Glory O'Brien's History of the Future by A.S. King


Glory doesn't have any plans after graduation. The only thing she has is a fear that she might turn out to be exactly like her mother, who killed herself when Glory was only four. But when Glory and her only friend Ellie decide to drink the ashes of a bat, everything changes. She can see the past and the future of every person she looks at.

She sees inequality and war and death and corruption and rebellions. Glory doesn't know how this is happening, but she knows how unbelievably important this is, if it isn't just a figment of her imagination--another example of how she's going crazy like her mother. So she decides to keep record--The History of the Future--and do everything she can to try to live, and make a difference.
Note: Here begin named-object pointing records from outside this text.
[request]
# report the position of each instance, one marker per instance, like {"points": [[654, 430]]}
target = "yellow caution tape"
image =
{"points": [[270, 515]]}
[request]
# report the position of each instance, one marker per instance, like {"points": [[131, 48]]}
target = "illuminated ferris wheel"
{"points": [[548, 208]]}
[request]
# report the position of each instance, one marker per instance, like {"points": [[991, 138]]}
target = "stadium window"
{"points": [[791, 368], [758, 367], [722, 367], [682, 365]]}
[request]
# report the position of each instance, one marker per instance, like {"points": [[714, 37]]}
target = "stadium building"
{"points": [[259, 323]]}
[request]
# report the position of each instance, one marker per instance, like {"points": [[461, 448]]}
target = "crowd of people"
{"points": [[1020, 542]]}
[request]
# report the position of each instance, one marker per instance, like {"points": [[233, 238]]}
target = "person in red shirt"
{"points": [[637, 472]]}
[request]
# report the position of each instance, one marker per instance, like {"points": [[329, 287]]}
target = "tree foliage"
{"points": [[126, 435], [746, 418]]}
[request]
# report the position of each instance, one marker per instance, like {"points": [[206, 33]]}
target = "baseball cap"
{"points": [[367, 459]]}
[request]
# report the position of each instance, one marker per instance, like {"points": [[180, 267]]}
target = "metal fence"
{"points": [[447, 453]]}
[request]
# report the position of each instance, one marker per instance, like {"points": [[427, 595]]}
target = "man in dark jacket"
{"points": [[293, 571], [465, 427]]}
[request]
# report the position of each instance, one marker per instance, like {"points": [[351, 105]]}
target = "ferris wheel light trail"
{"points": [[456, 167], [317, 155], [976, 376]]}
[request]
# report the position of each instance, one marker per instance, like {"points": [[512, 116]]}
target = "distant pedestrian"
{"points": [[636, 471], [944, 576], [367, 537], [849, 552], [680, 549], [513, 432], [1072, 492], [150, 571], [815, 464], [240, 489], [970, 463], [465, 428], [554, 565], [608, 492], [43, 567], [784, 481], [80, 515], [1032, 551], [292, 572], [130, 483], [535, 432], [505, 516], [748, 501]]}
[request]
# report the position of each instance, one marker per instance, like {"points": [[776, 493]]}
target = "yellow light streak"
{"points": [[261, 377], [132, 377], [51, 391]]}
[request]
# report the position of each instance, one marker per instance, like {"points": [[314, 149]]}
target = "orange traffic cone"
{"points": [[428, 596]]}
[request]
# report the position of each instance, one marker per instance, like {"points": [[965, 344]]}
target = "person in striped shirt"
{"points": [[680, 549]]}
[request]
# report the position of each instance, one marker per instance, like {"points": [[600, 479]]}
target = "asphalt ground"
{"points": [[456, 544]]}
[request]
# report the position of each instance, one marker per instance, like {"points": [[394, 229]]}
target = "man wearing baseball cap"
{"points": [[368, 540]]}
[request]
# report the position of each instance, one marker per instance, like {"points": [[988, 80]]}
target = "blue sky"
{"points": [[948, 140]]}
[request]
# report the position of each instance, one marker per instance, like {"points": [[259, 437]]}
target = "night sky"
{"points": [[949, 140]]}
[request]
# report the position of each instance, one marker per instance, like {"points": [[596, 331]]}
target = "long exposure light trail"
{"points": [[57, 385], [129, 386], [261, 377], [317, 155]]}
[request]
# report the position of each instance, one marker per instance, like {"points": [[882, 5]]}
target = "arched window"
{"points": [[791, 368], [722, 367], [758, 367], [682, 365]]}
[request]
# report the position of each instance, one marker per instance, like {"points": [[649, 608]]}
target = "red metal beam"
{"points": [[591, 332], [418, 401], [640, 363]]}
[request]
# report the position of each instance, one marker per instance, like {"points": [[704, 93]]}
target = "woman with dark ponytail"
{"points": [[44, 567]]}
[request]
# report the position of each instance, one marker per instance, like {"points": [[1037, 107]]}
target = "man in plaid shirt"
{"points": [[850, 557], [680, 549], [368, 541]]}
This plot was so unusual and completely mesmerizing. All of A.S. King's novels have some magical realism, but this one undoubtedly had the most. The idea that doing something so weird like drinking the ashes of a petrified bat could give you powers, is completely mad. And genius. It's incredibly unique. The plot was interesting, because it was distictly separated by Glory's visions of the future, and her depression over her mother. It battled two completely different plots and brought them together.
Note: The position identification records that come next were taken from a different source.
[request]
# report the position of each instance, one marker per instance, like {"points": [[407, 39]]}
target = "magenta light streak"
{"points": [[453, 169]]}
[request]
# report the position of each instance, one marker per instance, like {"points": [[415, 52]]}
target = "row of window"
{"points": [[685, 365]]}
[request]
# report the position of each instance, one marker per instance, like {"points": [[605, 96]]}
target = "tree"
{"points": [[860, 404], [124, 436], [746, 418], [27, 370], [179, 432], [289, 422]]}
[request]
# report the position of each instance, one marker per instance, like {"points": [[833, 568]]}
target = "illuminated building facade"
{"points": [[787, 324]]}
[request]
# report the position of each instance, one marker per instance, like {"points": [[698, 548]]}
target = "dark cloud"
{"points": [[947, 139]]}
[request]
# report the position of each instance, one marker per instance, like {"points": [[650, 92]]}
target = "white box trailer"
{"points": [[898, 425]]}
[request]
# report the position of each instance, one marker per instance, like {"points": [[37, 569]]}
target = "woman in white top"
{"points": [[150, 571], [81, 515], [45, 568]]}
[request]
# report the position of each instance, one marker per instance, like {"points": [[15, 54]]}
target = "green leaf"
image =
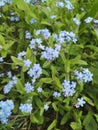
{"points": [[78, 61], [65, 118], [46, 64], [2, 40], [8, 45], [57, 83], [55, 107], [38, 101], [87, 118], [17, 61], [28, 53], [36, 117], [1, 96], [52, 125], [54, 71], [45, 23], [46, 80], [20, 87], [76, 126], [88, 100]]}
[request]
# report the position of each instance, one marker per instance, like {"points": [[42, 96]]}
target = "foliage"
{"points": [[49, 64]]}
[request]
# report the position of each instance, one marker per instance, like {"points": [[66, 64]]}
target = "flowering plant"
{"points": [[48, 65]]}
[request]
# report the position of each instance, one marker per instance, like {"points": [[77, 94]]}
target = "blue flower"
{"points": [[21, 55], [10, 85], [56, 94], [26, 108], [60, 4], [1, 59], [69, 5], [28, 35], [84, 75], [39, 89], [35, 71], [50, 53], [44, 32], [27, 63], [77, 21], [46, 107], [29, 87], [81, 102], [68, 88], [88, 20], [5, 110]]}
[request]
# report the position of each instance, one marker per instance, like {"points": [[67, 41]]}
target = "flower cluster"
{"points": [[34, 43], [21, 55], [77, 21], [80, 102], [3, 2], [29, 87], [88, 20], [66, 4], [84, 75], [5, 110], [10, 85], [50, 53], [28, 35], [26, 108], [65, 36], [1, 59], [35, 72], [56, 94], [27, 63], [14, 18], [44, 32], [68, 88]]}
Glory was magnificent. Kind, mean, snarky, emotional, strong, broken. She was her own person. She didn't fit in a box; she overflowed. She had a power to see the future, sure, what made her the most interesting was her relationship with her dead mother. As a person who lost their mother at four as well, A.S. King nailed every emotion you feel growing up without one. The pain, the uncertainty, the ignorance of others. I was incredibly impressed and felt completely understood.
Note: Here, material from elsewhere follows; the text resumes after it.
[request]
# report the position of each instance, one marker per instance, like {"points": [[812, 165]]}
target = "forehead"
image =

There wasn't a lot of romance in this novel, practically none, and I loved it. It didn't need it. Glory had enough issues on her plate already. It just has the possibility of more, which I loved. I swooned over a relationship that didn't exist. But I really loved her relationship with her Dad. It was broken and a little weird, that's what they were. They were grieving and could barely take care of each other or themselves. But there was so much love, even when it was unsaid.


It's A.S. King. It's marvelous. I've said it once, but I will keep on saying it until the end of time: A.S. King writes some of the most realistic teenagers I have ever read. They are genuine and well thought out and just spectacular. But the way the visions were integrated into the writing and dialogue was really interesting, and fit perfectly. I loved them.

If you haven't read anything by A.S. King, change that immediately. She is a perfect example of high quality YA fiction.